Saturday, March 21, 2009

Rex Lapham

Everyone, myself included, is prone to an outbreak of Laphamism from time to time.
http://www.slate.com/id/2177912/

Which is why it's important not to take yourself too seriously or your topics too dismissively. While Murphy tends to adopt a stern seriousness when he writes about Newfoundland, he dips into pop culture and US politics for purely comic relief. This may be because he knows the former better than the latter (note to Rex: the Aniston bit is getting tired), and he often shows a weak grasp of American politics.

In today's Globe, Murphy tries, and fails, to stick it to Jon Stewart, Barack Obama, and just about everyone else in American public life:
http://www.theglobeandmail.com/servlet/story/RTGAM.20090320.wcomurphy21/BNStory/specialComment/home

Yes, Rex, it's all an elaborate march of folly over the cliff of civilization.

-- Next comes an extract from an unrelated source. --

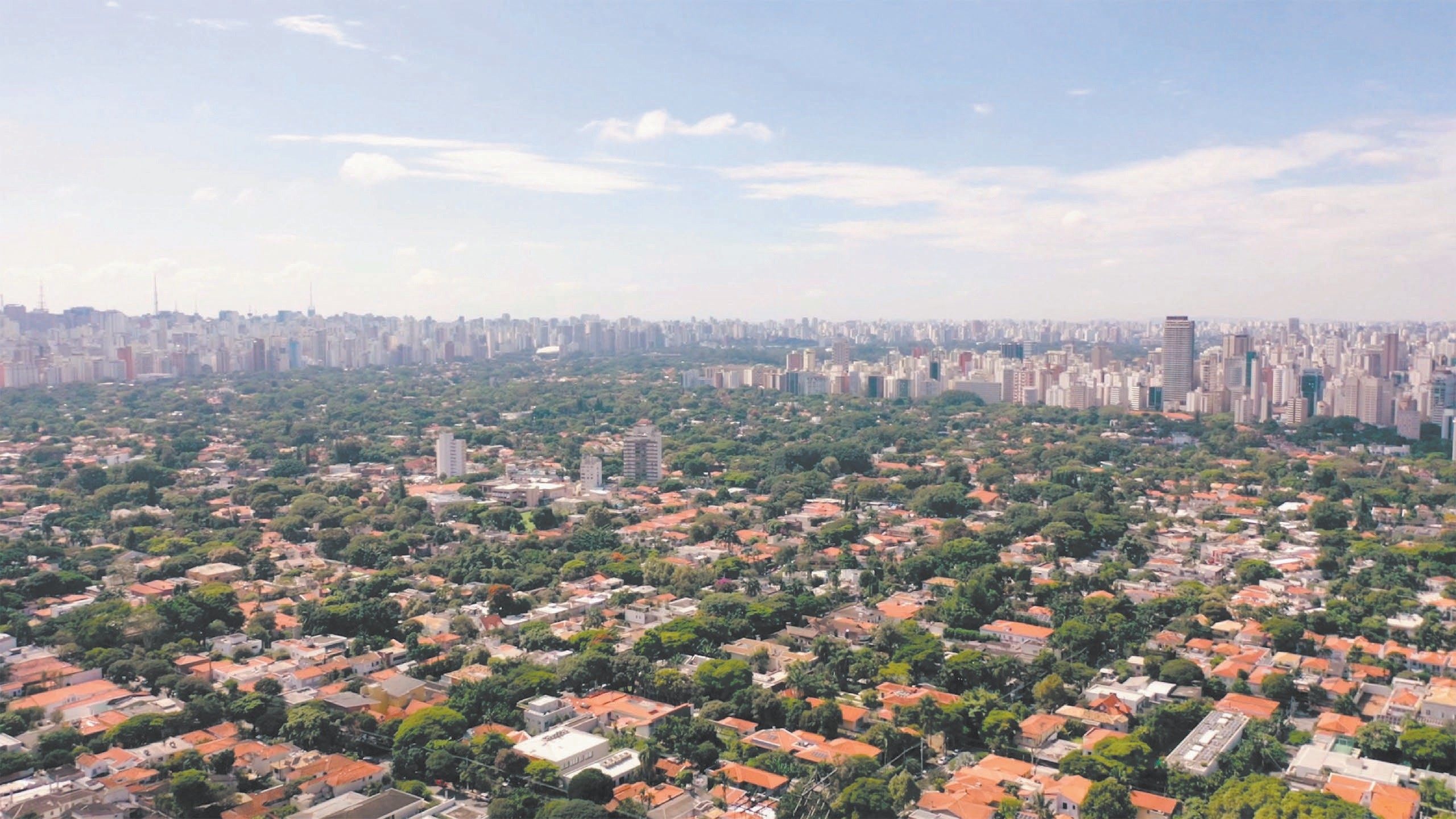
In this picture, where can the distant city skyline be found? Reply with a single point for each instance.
(1062, 159)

But it's also an important, complicated march that needs to be analyzed seriously and discretely. If Cramer was too easy a target for Stewart, then surely the Stewart-Cramer "take-down" is too easy a target for the learned, augustan Murphy.

Murphy is not only wrong on important points (Stewart's rage was genuine, not faux), but he gives the false impression that Stewart focused solely on Cramer. Cramer's appearance on the show came after Stewart had already done a wide-ranging, trenchant (and, of course, funny) piece on the politics of business media:
http://watch.thecomedynetwork.ca/#clip148232

Dripping with condescension, Murphy asks, "Amid the trillions of dollars currently gushing from Congress - in appropriations so large and so quickly passed that no one, not even those authorizing them, is reading the damn things - why take the fly swatter to the most insignificant bug in the room?"

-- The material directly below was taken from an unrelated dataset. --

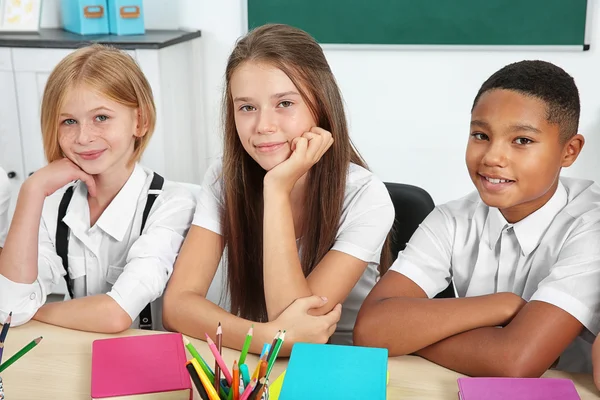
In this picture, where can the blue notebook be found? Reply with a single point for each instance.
(324, 371)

Why? Well, you have to start somewhere, don't you? And Cramer and CNBC were not exactly fleas on the financial dog; in fact, they spent millions (and made millions) feeding the dog junk food. Without all that media junk food, it's uncertain whether the financial dog would have become so fat and greedy over the past decade.

Just because there are trillions gushing out of the Treasury does not mean that CNBC should get a pass. As I've mentioned earlier, there are good economic analyses out there to be read:
http://orwellianspin.blogspot.com/2009/03/economic-postmodernism-goes-bust.html
http://orwellianspin.blogspot.com/2009/02/essential-reading.html
Frontline has a good piece as well:
http://www.pbs.org/wgbh/pages/frontline/meltdown/

And, if nothing else, Stewart's "take-down" has done a public service by generating a genuine (as opposed to a dismissive) discussion of whether Cramer and his ilk are "too easy" a target:
http://www.pbs.org/wgbh/pages/frontline/story/2009/03/cramer-v-stewart.html
Townie Bastard has weighed in as well:
http://towniebastard.blogspot.com/2009/03/stewart-blow-back.html

Muphy being Murphy, he's not content to pour scorn on Stewart. He tries (and again fails) to link the Stewart-Cramer story to the furor over AIG. And then, in a rhetorical flourish, he concludes that the American presidency has become a "four-year celebrity guest spot."

To be sure, we are witnessing an incredibly target rich environment for satirists, humourists, and Laphamites. But Murphy has to make up his mind whether he wants his column to be wryly funny or sternly serious. Without humour or sincerity, he's left with disingenuity.